Сергей пытался удержать Майю, которая рвалась к двери и твердила, что ни минуты не останется в их доме. Он схватил ее в охапку, рискуя получить зонтиком по голове, и крепко встряхнул.
– Майка, ты с ума сошла? Из-за чего?! Она же ничего такого не сказала! Ну, брось! Бабка вредная, но добрая, вот увидишь…
– Ты заметил, как она меня глазами сверлила? Понимаешь, я кожей чувствую, что она меня уже ненавидит. Пойдем, пожалуйста. Я перед мамой твоей извинюсь, она хорошая, но не могу я, пойми, а то расплачусь…
Они стояли, обнявшись, у Майкиного дома. Разлипаться не хотелось. Вечернее небо густело и наливалось темнотой. На его фоне профиль девушки, казалось, был вырезан из белого картона. Майя окаменела, смотря куда-то вдаль или, наоборот, в глубь себя. Сергей любовался ею и все старался как-то растормошить. Ничего интереснее не придумав, просто осторожненько подул в ухо.

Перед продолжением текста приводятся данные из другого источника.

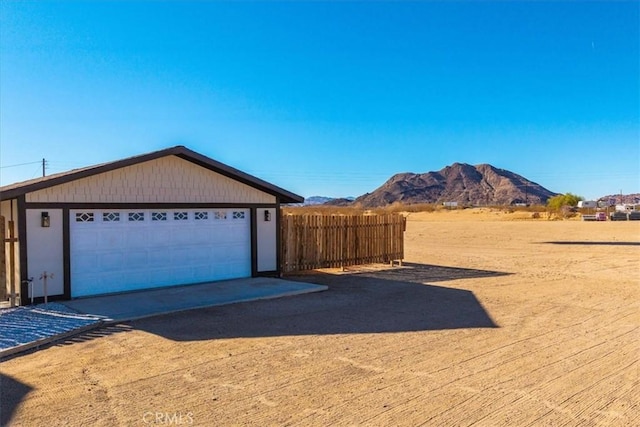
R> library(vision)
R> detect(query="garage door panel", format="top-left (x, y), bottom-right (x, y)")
top-left (70, 209), bottom-right (251, 297)
top-left (99, 252), bottom-right (124, 274)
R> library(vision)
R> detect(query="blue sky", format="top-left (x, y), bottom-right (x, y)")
top-left (0, 0), bottom-right (640, 199)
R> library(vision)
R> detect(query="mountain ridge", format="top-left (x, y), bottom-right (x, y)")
top-left (327, 162), bottom-right (558, 208)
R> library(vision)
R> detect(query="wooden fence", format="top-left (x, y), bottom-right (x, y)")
top-left (281, 214), bottom-right (406, 273)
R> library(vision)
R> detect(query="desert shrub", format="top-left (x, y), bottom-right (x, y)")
top-left (547, 193), bottom-right (584, 218)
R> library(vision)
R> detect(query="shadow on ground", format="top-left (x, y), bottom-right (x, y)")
top-left (542, 241), bottom-right (640, 246)
top-left (136, 264), bottom-right (508, 341)
top-left (0, 372), bottom-right (33, 426)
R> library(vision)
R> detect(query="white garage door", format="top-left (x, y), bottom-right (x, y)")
top-left (69, 209), bottom-right (251, 297)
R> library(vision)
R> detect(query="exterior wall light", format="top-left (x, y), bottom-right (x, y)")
top-left (40, 212), bottom-right (51, 227)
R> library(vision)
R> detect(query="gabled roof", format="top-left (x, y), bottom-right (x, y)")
top-left (0, 145), bottom-right (304, 203)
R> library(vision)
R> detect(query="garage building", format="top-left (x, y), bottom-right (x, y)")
top-left (0, 146), bottom-right (304, 304)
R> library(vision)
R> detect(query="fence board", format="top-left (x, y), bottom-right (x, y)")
top-left (281, 214), bottom-right (406, 273)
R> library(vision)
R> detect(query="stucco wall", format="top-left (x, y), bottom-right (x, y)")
top-left (256, 208), bottom-right (278, 272)
top-left (27, 156), bottom-right (276, 203)
top-left (0, 200), bottom-right (20, 304)
top-left (27, 209), bottom-right (64, 298)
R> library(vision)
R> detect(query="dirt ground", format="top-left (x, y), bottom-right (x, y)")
top-left (0, 210), bottom-right (640, 426)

– Вся белая, а уши красные. Горят, значит, кто-то о тебе вспоминает.
Майя повернула лицо, и он увидел горящие угольки глаз. Вот куда надо было дуть. Слезы, которые в них проступили, казалось, сейчас закипят.
– Сереженька, ты ведь не передумаешь, правда? Я боюсь, что ты не сможешь просто наплевать на своих бабку и маму.

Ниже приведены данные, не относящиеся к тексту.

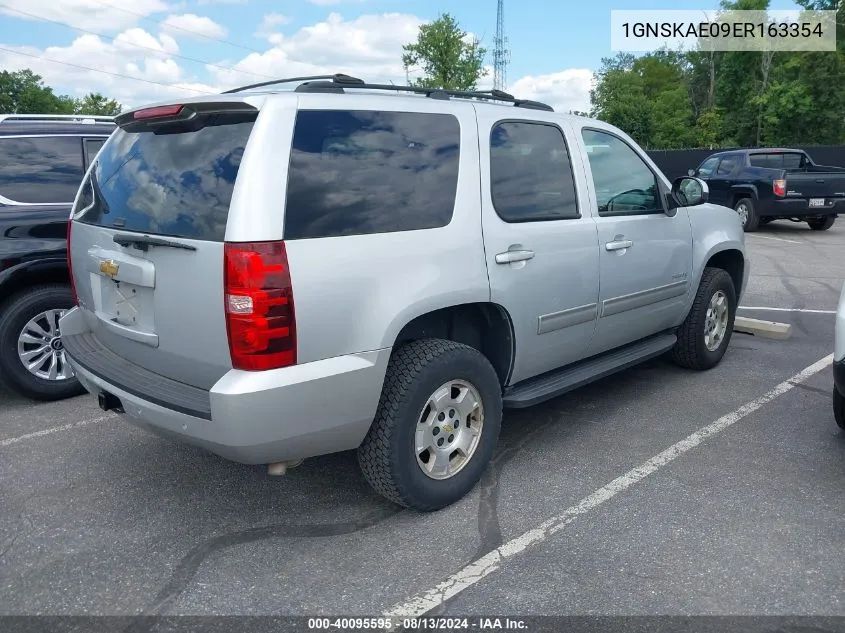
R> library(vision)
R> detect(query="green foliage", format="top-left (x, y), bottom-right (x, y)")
top-left (590, 0), bottom-right (845, 149)
top-left (0, 69), bottom-right (121, 116)
top-left (402, 13), bottom-right (487, 90)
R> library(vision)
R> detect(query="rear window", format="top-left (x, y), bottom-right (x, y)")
top-left (0, 136), bottom-right (83, 204)
top-left (285, 110), bottom-right (460, 239)
top-left (77, 114), bottom-right (255, 242)
top-left (749, 152), bottom-right (804, 169)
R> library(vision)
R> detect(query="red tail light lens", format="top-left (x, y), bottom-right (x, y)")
top-left (224, 242), bottom-right (296, 371)
top-left (67, 220), bottom-right (79, 305)
top-left (133, 105), bottom-right (183, 121)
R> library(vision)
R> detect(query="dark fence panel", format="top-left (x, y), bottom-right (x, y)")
top-left (647, 145), bottom-right (845, 180)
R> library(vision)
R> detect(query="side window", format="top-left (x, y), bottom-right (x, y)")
top-left (285, 110), bottom-right (460, 239)
top-left (581, 129), bottom-right (663, 215)
top-left (716, 156), bottom-right (739, 176)
top-left (0, 136), bottom-right (83, 204)
top-left (85, 138), bottom-right (106, 168)
top-left (490, 121), bottom-right (580, 222)
top-left (698, 156), bottom-right (719, 178)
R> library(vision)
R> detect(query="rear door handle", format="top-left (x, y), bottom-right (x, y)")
top-left (604, 240), bottom-right (634, 251)
top-left (496, 251), bottom-right (534, 264)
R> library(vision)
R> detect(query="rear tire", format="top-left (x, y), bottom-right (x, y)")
top-left (807, 215), bottom-right (836, 231)
top-left (833, 387), bottom-right (845, 431)
top-left (672, 268), bottom-right (736, 370)
top-left (358, 339), bottom-right (502, 512)
top-left (0, 284), bottom-right (85, 401)
top-left (734, 198), bottom-right (760, 233)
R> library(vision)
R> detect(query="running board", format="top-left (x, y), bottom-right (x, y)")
top-left (503, 334), bottom-right (678, 409)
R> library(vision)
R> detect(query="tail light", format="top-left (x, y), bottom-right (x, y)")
top-left (67, 220), bottom-right (79, 305)
top-left (224, 242), bottom-right (296, 371)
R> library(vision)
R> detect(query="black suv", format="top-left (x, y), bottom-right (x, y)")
top-left (0, 114), bottom-right (115, 400)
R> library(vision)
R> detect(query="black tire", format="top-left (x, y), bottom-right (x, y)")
top-left (672, 268), bottom-right (736, 370)
top-left (0, 284), bottom-right (84, 401)
top-left (358, 339), bottom-right (502, 512)
top-left (734, 198), bottom-right (760, 233)
top-left (833, 387), bottom-right (845, 431)
top-left (807, 215), bottom-right (836, 231)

– Ну, во-первых, между ними единства взглядов не наблюдается. Мама – это одно, а бабуля – совсем другое. Как я сказал, так и будет. Через три месяца свадьба, а потом – радостные проводы молодой семьи на Землю обетованную. А потом – суп с котом. Приедут обе как миленькие, что им тут без меня делать? Кстати, у нашей бабули в Израиле подруга детства живет. Ее, кажется, Раей зовут. Мать рассказывала, что были они неразлейвода, но потом та уехала, а бабка наша из вредности ни на одно письмо не ответила. Ей даже посылки оттуда приходили, а она их отсылала назад.

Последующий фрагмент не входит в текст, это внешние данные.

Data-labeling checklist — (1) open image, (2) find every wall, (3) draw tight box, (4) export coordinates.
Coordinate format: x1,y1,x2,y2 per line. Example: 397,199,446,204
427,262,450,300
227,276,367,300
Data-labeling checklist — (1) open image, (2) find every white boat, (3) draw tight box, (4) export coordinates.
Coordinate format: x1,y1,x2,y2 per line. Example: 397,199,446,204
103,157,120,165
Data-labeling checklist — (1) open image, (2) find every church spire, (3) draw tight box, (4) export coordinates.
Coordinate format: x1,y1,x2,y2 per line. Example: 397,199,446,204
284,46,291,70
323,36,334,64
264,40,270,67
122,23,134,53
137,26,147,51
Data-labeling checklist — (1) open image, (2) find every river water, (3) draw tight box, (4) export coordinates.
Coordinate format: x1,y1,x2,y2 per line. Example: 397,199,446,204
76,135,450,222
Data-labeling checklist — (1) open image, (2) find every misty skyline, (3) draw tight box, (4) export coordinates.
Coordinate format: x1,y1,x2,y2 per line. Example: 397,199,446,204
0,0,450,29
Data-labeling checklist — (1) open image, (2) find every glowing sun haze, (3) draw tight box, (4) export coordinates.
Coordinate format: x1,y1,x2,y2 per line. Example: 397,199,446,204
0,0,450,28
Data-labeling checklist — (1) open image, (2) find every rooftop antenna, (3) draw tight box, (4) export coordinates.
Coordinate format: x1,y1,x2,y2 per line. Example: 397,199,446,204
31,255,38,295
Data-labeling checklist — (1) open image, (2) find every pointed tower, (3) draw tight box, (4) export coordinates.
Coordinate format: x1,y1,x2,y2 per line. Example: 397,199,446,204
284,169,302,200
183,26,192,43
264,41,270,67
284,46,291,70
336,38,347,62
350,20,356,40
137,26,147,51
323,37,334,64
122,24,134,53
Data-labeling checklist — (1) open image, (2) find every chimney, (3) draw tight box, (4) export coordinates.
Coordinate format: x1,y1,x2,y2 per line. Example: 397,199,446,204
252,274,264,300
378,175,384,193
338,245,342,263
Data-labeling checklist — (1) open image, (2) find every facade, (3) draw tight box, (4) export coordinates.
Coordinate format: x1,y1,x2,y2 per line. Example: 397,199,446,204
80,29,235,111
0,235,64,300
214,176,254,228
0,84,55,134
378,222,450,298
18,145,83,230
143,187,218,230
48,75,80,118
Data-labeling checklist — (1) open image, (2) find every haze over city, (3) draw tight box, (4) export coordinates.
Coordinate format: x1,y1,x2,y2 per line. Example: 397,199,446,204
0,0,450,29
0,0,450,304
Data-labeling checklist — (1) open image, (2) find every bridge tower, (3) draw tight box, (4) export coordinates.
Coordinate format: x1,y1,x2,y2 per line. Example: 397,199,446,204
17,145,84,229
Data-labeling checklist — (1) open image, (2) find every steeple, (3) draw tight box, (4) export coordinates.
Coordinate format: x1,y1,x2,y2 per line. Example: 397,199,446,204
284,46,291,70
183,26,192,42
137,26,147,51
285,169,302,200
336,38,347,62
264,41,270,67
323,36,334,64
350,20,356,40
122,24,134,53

– Вот видишь! А ты говоришь: «Приедет как миленькая». Да твоя бабулька, наверное, и на свадьбу-то не придет. А я так мечтала понравиться. У меня комплекс семейной недостаточности. Все говорят, что я очень похожа на свою бабушку Голду. У нас была большая семья – бабушкины сестры, их мужья, дети, – всех уничтожили, кроме мамы моей – самой маленькой в семье – и дяди Иосифа, который ушел на фронт. Бабушка Голда, когда фашисты за ними пришли, просто накрыла свою маленькую дочь с головой одеялом и приказала молчать. Девочка слышала крики, автоматные очереди, но молчала. Она была очень послушной, и это ее спасло, никто не заметил ее под одеялом. Мама совсем не помнит, как оказалась в детдоме, помнит только, что долго куда-то бежала. Ей в детдоме хотели дать другие имя и фамилию, а она не могла возразить, поскольку онемела от шока, но когда к ней вернулась речь, то гордо заявила: «Я – Манечка Левина». Это спасло ее во второй раз, иначе вернувшийся с фронта дядя Иосиф не смог бы ее найти. А хочешь, я тебе бабушку покажу? Ее фотография с Иосифом всю войну прошла, а теперь с ним в Израиль уехала, но он попросил знакомого художника написать портрет Голды. Все, кто его видит, спрашивают, чего это я так чудно одета. Меня Майей назвали в честь Победы, а хотели Голдой.
– Нет, Майя лучше.
– Что лучше? Вот видишь – и ты туда же, главное, чтобы скрыть, чтобы не выпячивать, вроде физического недостатка. А если бы меня, к примеру, Марфой хотели назвать, тебе бы понравилось?